Schade eigentlich, dass es offenbar nicht geht, wenn sich das ach so böse Arbeitsamt lebenspraktisch artikuliert. Dass hier aber noch Handlungsbedarf besteht, das zu sehen, dafür reicht ein Besuch bei einem x-beliebigen Supermarkt, am besten Netto. Man findet hier, was der Mensch so einkauft. Pepsi und Fanta in 1,5 Literflaschen, Süßigkeiten in XXL-Tüten, Zigaretten, Wein, ein gutes Sortiment an harten Alkoholika, die sich ein Teil der Kundschaft wohl nicht nur für besondere Anlässe genehmigt, jede Menge Fernsehmagazine. Man kann aber auch durch die Fernsehkanäle zappen. Bei den Privaten laufen alle möglichen Doku-Shows über Familien, die in Schulden versinken, ihre Kinder vernachlässigen oder die Sendung „Frauentausch“ auf RTL II, in der das Drehbuch immer eine so genannte bildungsferne Familie vorsieht und grundsätzlich eine doofe Mutter, die nur Fertiggerichte kann und einen Mann zur Seite, dessen Habitus einer Hängematte gleicht. „Unterschichtenfernsehen“ wie zu Harald Schmidts Zeiten, alles Fiktion?

Die Sozialverbände, die ja auch Sprachpfleger sind, monierten auf der letzten nationalen Armutskonferenz, das Wort „arbeitslos“ sei unsozial. „Weil es viele Arbeitsformen gibt, die kein Einkommen sichern.“ Zwar findet man in der Skandal-Broschüre vom Jobcenter keine Infos über Möglichkeiten, zum Beispiel ehrenamtlich tätig zu werden. Aber solange das bedingungslose Grundeinkommen noch nicht eingeführt ist (kann ja noch dauern), überrascht das nicht.

Genauso wenig anmaßend mutet es an, wenn Erwerbslosigkeit dann immer noch als eine Art Übergangssituation verstanden wird.

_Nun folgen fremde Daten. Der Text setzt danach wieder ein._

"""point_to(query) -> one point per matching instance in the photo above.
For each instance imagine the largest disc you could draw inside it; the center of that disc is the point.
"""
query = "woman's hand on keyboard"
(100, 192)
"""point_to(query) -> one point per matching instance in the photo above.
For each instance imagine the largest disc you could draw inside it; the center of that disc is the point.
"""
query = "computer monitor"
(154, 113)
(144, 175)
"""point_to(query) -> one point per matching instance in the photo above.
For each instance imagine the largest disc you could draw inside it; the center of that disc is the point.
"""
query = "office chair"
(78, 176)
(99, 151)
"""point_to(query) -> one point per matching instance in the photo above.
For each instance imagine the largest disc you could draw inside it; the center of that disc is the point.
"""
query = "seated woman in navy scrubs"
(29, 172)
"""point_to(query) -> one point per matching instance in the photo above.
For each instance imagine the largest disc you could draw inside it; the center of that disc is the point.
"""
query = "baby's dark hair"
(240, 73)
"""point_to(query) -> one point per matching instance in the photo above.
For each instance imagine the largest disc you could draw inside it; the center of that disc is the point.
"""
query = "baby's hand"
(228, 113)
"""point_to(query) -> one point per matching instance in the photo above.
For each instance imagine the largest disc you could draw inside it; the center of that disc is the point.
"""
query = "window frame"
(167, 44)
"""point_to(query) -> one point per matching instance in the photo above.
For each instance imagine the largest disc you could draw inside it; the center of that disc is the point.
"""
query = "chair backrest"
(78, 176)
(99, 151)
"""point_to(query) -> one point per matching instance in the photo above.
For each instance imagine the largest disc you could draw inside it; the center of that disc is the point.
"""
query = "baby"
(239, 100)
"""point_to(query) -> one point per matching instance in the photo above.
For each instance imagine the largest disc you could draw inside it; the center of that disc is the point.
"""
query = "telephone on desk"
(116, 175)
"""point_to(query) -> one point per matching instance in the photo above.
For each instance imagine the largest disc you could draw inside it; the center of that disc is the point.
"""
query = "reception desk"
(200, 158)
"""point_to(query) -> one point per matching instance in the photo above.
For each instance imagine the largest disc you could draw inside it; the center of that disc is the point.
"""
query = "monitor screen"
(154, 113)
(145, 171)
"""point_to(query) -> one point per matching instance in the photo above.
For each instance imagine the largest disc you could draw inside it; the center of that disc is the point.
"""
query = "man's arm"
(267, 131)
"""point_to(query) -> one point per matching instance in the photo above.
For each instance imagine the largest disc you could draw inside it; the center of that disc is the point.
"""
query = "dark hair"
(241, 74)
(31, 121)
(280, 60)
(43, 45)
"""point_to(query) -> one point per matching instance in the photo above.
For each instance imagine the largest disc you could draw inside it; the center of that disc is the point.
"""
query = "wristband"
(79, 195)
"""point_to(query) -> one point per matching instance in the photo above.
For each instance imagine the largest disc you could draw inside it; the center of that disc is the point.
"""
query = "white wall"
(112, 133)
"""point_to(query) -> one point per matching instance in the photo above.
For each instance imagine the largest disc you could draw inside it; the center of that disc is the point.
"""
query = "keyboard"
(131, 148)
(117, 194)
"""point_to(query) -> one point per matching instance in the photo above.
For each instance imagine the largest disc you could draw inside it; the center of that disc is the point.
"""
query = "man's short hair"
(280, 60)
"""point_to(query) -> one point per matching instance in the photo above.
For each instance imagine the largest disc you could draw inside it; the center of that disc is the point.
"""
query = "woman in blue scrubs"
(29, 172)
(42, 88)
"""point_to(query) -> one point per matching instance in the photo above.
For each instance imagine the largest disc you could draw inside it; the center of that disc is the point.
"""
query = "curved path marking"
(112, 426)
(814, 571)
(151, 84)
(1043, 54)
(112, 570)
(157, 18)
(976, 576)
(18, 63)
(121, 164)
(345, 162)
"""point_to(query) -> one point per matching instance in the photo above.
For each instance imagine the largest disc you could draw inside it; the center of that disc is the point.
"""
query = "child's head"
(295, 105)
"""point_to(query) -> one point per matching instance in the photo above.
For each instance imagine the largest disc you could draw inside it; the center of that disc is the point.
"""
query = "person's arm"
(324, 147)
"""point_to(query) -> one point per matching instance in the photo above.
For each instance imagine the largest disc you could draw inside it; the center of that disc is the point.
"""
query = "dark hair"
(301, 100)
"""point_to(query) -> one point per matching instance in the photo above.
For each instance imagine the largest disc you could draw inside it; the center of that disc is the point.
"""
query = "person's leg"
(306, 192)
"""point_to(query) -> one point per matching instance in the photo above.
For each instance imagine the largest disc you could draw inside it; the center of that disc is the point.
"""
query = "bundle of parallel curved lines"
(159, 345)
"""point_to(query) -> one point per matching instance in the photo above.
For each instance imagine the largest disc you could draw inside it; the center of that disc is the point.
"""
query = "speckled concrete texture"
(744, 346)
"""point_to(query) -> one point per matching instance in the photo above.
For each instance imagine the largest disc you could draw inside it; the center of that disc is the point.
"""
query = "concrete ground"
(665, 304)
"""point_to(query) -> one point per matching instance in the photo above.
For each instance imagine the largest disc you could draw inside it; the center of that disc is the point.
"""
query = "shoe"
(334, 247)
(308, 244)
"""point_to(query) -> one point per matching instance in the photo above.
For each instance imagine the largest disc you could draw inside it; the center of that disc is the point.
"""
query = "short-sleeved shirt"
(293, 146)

Eine Anleitung, zupackend mit dieser schwierigen Lebensphase umzugehen, ist doch für viele eine Chance, aus festgefahrenen Strukturen herauszukommen (nach einem Jahr ist man natürlich noch nicht in diesen Strukturen drin, dummes Arbeitsamt!). Der Volksmund spricht hier von Hängematte. Die Psychologen von Isolation, Resignation, am Ende von Depression. Die Agentur für Arbeit tut gerade genau das, was die Sozialverbände immer anprangern. Nach der rigiden 2010-Forderkultur verordnet sie sich Kundenfreundlichkeit. Da ist viel aufzuholen, zugegeben, das geschieht ausgesprochen unbeholfen, geschenkt.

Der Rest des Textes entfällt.